Patent Description:
A pressurized water reactor comprises a primary reactor coolant circuit inside which a primary reactor coolant circulates under high pressure. A Chemical and Volume Control System (CVCS) is fluidically connected to the primary reactor coolant circuit. The CVCS comprises a low-pressure part which usually provides a point of entry or injection for various fluids into the primary reactor coolant. In particular, it may be required to inject hydrogen into the primary reactor coolant, e.g. to bond dissolved oxygen.

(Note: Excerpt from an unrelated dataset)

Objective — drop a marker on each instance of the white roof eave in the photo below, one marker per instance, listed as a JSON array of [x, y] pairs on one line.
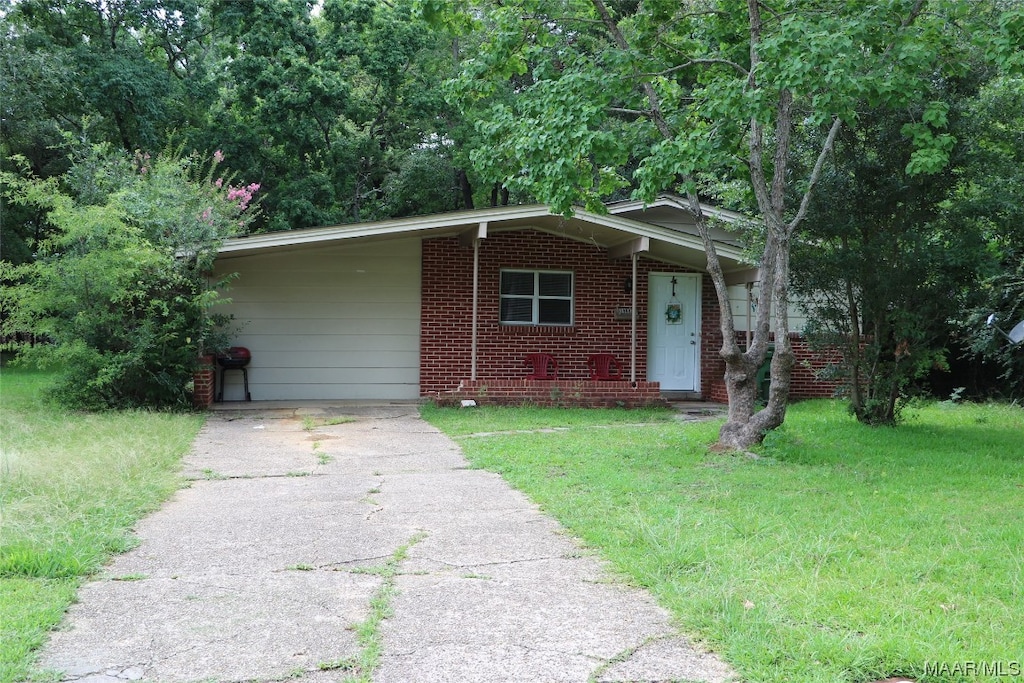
[[461, 220]]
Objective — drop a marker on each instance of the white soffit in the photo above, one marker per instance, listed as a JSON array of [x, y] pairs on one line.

Prior art document <CIT> discloses a pressurized water reactor according to the preamble of claim <NUM>. In the disclosed system, a hydrogen feed line discharges into the low-pressure part of the CVCS upstream of the high-pressure charging pump (i.e. on its suction side), hence realizing a low-pressure injection of hydrogen (typical operating pressure: <NUM> bara).

Apart from that, there are wet-chemistry systems for injection of hydrazine or hydrogen peroxide into low-pressure lines.

Drawbacks of these approaches are usually related to a limitation of the hydrogen feed rate. The injection process is temporarily inert, and its effects are time delayed. Furthermore, wet chemistry solutions may be toxic, cancerous, corrosive, and/or generally harmful to the environment and the operating personnel and do not provide free hydrogen.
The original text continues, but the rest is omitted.